First off, I realize that this is perhaps not the most stackexchange-esque question. I am however having trouble finding a good source of information for this. So if there is a better place for me to look for this information please redirect me there.
I am creating an application for which the persistence layer is PostGIS, and I am unsure what if any projection I should use for storing my data.
My spatial data system is working on the following general requirements:
- The data that I am storing pertain to events, and I would like to be able to find events that are nearby another event. This is to say, given event 'foo' I would like to find events within a certain radius of 'foo.'
- The data points are distributed at a national, and later at a potentially global level, but the distance comparisons would only occur at a relatively local level < 100k, so I only really care about fidelity of distance up until that point.
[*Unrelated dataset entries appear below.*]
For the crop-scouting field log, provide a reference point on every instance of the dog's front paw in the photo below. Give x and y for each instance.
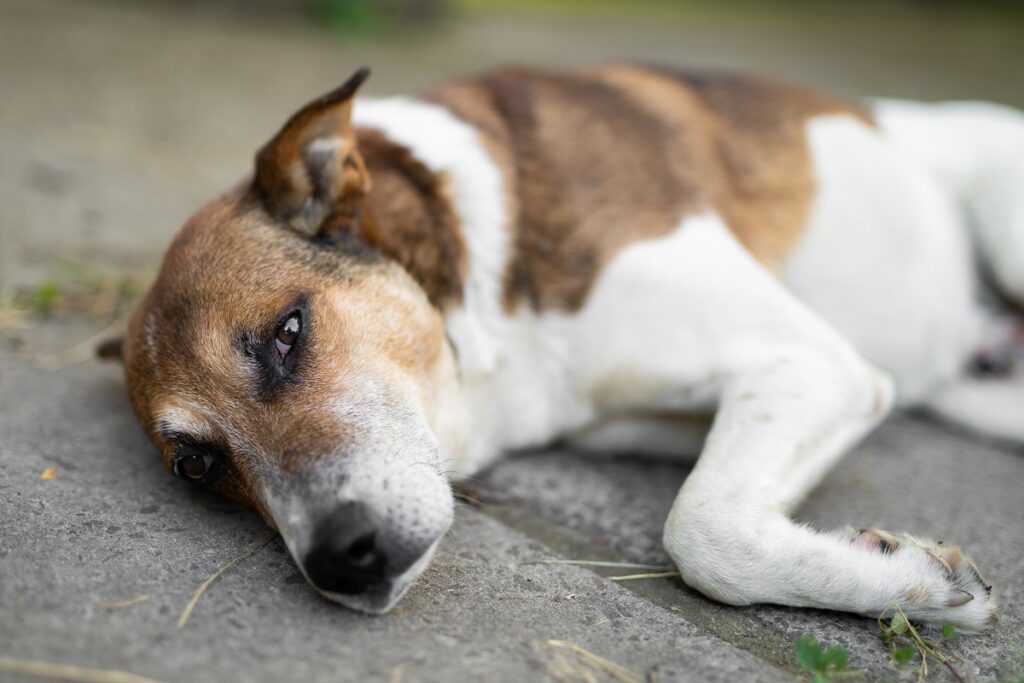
(942, 583)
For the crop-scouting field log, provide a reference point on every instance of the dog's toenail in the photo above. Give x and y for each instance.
(958, 598)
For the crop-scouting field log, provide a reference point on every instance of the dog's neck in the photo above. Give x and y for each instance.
(409, 217)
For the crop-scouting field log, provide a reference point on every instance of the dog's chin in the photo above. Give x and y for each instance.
(381, 598)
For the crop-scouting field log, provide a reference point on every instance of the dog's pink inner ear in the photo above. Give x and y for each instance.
(311, 175)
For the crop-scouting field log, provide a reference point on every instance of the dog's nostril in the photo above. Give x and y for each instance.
(363, 552)
(346, 555)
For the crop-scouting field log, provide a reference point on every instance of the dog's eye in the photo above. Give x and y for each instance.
(288, 334)
(193, 466)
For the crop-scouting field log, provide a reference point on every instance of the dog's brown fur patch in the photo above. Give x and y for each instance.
(410, 218)
(595, 161)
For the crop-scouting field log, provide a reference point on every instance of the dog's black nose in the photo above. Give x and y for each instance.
(346, 556)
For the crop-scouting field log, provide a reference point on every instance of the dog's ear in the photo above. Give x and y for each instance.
(310, 175)
(111, 349)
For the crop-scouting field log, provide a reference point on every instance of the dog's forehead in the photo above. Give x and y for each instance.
(230, 270)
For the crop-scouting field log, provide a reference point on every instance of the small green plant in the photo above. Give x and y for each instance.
(822, 664)
(44, 296)
(906, 644)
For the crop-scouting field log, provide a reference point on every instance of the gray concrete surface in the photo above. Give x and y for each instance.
(120, 119)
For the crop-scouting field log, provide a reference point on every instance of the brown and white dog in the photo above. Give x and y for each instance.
(408, 288)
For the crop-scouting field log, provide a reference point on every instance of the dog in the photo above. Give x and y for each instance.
(406, 289)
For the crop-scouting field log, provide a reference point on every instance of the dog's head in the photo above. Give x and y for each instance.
(283, 361)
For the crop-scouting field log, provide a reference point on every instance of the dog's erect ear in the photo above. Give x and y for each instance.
(310, 175)
(111, 349)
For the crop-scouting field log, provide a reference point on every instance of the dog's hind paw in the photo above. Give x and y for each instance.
(944, 584)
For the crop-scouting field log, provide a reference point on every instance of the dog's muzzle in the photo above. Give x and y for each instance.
(351, 553)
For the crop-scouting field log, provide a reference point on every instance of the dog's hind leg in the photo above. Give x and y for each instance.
(989, 400)
(976, 153)
(793, 396)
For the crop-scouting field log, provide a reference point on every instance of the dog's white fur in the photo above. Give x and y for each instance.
(884, 286)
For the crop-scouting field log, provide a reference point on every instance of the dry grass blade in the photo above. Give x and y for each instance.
(595, 660)
(79, 352)
(600, 563)
(206, 584)
(67, 672)
(653, 574)
(123, 604)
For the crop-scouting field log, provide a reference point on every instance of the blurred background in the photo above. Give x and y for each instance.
(121, 118)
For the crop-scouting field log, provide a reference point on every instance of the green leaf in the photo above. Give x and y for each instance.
(45, 296)
(808, 652)
(899, 625)
(836, 656)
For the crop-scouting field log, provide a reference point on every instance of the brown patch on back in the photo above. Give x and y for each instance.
(598, 160)
(410, 218)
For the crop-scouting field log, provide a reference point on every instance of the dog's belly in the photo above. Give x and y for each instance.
(886, 258)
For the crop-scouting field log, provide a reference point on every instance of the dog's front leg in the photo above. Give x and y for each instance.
(793, 396)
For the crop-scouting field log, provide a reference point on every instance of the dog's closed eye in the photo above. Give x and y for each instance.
(288, 334)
- Accuracy is much less important than speed in my use case, and single digit percentage error is acceptable as long as the distance lookup is quick.
I have looked up the geography type which is not tied to a particular position, however the PostGIS documentation appears to take a rather condescending view of the geography type:
If you don't understand projections, and you don't want to learn about them, and you're prepared to accept the limitations in functionality available in GEOGRAPHY, then it might be easier for you to use GEOGRAPHY than GEOMETRY. Simply load your data up as longitude/latitude and go from there.
I am relatively comfortable with the mathematical notion of projection and the topology of manifolds, and I do care about performance, but I have little GIS specific knowledge and I have yet to find a place where there is a mapping between SRIDs and usecases. Is there a specific type of projection that I should be using, or a type that I should be looking for?